A special Miami-Dade hospital governance task force, made up of 20 healthcare leaders studying Jackson’s future, recommended in May that Jackson board members “shall have no conflicts of interest for one year before” being appointed. Last Tuesday, the County Commission approved that provision.

On Thursday, during a break in board committee meetings, a Miami Herald reporter asked Arriola whether he planned to tell UM what was discussed during the closed strategy session. In front of several dozen people, Arriola shouted: “Don’t you question my ethics. Don’t you ever question my ethics. If you do that again, I’m going to throw you out the f–king window.”

Later, when the meeting resumed, Arriola announced he “wanted to clarify” why he had “lost my temper.” He said “my integrity was questioned by The Miami Herald.”

He said he had worked hard for Jackson: “I don’t need anyone questioning that. My loyalties have been at [Jackson] for quite a while. . . . I don’t need any low-life questioning my ethics.”

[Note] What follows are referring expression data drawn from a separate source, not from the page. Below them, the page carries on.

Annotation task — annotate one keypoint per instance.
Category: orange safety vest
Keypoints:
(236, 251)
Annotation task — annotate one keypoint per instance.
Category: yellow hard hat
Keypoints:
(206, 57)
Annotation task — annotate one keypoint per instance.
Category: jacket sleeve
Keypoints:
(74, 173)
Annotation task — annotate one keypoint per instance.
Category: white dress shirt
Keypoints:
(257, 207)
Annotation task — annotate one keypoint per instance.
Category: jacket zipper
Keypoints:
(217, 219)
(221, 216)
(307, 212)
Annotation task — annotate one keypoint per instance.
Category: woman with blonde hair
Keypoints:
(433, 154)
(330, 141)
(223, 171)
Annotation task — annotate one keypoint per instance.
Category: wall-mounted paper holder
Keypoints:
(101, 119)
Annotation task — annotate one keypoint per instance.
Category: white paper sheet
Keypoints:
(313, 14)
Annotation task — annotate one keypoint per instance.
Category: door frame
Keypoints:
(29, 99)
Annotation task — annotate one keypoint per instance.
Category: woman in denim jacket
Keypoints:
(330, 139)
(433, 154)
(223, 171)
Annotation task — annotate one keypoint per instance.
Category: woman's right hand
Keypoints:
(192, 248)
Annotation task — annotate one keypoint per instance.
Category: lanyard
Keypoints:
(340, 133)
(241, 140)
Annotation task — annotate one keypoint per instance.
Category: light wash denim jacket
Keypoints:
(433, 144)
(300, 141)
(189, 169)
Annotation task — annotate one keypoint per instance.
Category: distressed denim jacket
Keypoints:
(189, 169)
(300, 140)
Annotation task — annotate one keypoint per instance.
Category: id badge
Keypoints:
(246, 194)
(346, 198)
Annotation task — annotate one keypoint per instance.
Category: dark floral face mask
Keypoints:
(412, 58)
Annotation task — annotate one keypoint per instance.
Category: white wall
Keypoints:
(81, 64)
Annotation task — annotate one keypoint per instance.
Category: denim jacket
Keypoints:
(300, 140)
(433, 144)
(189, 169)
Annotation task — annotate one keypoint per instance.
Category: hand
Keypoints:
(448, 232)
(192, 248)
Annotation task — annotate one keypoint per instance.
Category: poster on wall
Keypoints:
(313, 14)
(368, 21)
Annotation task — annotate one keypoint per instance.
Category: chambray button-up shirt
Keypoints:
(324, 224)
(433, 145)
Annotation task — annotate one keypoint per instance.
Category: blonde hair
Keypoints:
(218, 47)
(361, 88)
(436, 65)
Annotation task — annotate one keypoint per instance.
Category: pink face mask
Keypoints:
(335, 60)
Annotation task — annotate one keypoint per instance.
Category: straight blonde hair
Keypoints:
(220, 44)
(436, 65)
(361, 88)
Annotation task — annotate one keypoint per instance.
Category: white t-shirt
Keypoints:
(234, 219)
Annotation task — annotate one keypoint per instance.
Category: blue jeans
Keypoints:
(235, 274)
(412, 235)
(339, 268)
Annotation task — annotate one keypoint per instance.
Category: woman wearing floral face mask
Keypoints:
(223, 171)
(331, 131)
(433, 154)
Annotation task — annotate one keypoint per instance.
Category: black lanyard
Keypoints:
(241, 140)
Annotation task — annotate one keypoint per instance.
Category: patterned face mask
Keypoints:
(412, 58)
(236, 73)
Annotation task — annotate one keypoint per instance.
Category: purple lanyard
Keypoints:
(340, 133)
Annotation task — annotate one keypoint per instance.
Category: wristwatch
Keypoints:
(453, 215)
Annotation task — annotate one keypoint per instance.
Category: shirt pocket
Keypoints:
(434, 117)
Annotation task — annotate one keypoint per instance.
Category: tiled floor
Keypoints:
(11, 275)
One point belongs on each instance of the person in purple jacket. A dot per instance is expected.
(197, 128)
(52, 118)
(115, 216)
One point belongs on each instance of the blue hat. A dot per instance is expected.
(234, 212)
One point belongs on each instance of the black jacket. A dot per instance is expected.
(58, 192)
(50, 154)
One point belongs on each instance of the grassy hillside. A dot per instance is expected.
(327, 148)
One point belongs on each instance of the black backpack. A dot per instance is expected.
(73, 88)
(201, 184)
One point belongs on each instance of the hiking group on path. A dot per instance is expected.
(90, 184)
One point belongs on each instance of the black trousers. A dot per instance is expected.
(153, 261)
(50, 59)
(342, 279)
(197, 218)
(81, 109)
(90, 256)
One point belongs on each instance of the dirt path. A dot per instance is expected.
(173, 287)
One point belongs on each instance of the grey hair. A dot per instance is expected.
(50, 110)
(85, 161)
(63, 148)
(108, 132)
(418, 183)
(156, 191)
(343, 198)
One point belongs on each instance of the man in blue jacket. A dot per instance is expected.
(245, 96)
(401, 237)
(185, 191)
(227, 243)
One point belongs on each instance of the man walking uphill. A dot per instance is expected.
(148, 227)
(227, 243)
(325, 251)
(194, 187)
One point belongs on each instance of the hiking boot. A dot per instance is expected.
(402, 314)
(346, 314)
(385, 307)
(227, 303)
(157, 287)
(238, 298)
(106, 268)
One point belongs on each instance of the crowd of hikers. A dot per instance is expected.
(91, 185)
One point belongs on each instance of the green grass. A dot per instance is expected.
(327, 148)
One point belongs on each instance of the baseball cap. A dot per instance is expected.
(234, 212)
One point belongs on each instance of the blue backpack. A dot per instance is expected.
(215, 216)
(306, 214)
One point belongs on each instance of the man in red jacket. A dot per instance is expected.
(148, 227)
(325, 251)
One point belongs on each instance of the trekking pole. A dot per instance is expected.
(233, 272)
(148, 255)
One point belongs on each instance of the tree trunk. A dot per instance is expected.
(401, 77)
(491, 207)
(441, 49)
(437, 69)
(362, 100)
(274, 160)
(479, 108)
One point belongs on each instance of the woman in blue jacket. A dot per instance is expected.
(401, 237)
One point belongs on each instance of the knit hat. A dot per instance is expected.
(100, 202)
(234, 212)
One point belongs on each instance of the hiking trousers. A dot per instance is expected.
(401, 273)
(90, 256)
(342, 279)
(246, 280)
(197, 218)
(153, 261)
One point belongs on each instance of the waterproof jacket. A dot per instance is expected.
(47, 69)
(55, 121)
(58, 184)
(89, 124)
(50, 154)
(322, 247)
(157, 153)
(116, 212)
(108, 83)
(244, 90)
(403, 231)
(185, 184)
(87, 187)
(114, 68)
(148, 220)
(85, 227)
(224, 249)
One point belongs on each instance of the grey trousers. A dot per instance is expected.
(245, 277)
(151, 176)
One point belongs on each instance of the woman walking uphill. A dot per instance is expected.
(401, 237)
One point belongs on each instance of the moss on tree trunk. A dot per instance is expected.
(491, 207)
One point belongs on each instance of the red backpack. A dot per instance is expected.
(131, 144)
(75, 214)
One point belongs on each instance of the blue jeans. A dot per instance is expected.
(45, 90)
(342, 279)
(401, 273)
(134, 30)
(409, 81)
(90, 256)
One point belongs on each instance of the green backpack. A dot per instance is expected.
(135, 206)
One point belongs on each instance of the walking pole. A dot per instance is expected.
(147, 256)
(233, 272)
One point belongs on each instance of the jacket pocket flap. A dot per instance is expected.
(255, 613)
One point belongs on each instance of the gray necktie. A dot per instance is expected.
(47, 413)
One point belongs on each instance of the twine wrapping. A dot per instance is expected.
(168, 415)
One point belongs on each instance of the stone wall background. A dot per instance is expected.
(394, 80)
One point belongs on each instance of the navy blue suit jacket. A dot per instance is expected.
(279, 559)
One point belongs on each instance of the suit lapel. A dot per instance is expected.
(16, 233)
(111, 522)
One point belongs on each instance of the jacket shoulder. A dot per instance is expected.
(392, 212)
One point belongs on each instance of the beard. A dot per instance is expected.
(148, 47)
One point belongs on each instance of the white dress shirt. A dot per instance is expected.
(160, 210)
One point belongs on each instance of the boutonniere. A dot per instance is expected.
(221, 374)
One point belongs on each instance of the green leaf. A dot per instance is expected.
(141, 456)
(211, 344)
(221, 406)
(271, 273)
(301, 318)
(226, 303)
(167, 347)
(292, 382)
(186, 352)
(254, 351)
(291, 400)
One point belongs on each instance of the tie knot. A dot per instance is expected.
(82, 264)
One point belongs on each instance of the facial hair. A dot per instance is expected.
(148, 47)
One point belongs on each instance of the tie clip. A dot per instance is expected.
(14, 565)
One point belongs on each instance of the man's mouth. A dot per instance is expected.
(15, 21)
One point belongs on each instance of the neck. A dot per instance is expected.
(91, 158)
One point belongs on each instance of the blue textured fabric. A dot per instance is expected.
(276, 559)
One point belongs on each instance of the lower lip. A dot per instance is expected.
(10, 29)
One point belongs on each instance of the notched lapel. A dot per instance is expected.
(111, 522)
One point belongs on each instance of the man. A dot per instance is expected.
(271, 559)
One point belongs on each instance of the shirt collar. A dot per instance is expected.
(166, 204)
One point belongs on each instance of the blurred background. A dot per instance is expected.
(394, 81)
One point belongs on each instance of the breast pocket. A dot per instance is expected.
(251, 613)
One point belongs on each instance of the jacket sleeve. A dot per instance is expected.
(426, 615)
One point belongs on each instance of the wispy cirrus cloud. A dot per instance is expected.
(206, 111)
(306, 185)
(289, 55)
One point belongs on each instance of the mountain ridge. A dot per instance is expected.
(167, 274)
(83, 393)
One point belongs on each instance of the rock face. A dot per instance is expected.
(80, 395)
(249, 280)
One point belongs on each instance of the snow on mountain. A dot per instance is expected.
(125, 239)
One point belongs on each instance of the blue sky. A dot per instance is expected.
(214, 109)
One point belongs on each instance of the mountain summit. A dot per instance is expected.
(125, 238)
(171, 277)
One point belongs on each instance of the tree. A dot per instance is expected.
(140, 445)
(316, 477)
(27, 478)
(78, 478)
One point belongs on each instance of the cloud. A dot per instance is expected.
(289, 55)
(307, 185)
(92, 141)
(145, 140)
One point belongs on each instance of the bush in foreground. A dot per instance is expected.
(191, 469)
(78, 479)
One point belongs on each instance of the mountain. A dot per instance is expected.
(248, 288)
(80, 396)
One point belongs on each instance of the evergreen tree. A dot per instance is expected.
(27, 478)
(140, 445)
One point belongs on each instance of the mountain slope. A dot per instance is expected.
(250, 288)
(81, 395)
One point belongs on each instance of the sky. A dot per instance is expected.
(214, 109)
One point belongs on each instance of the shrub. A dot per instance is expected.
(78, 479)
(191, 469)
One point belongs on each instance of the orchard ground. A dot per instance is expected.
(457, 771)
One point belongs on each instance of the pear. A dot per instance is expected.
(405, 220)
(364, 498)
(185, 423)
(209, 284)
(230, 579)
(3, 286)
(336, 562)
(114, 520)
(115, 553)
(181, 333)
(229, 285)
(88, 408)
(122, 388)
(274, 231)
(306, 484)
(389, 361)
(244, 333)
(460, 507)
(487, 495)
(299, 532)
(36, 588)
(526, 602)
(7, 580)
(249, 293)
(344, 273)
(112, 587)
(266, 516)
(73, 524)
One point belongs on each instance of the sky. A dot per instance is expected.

The other board members likely to be present at the closed-door session: Michael Bileca, Joaquin del Cueto, Stephen Nuell, Darryl Sharpton and Lapciuc, the chairman.

Jackson’s strategy, like the strategy of any public hospital, is likely to focus on finding ways to bring in more paying patients to make up for the poor and uninsured patients the system treats. This has been the mantra of Jackson leaders for years.

In 2009, then-Chief Executive Eneida Roldan said developing a strategic plan was a major objective, but the effort moved slowly. Martha Baker, president of the Service Employees International Union local, which represents nurses and other healthcare professionals, has repeatedly said Jackson needs a strategic plan to bring in new patients rather than trying to solve its problems by reducing workers’ pay.

In March 2011, plans were in the works for an outside consultant to draw up a strategic plan for $750,000, but once Roldan announced she was leaving, the board postponed action until a successor was named. When Migoya started May 1, he said he wanted to hire in-house experts to craft a plan.

On Thursday, Szaro told Jackson’s board that he has been working “for quite a while” on the strategic plan. He encouraged board members to offer input when they receive their work packets, which will be scrutinized by the county attorney’s office.

Don Steigman, Jackson’s chief operating officer, said Thursday he hopes the closed-door meeting can help Jackson win more managed-care contracts. Jackson’s high expenses and patients’ longer-than-average lengths of stay tend to frighten insurers.

Salgado said he hopes the board will discuss ways to bring in patients with better-paying insurance rather than the uninsured or the poor who have low-paying Medicaid. This, too, has been a long-running theme at Jackson.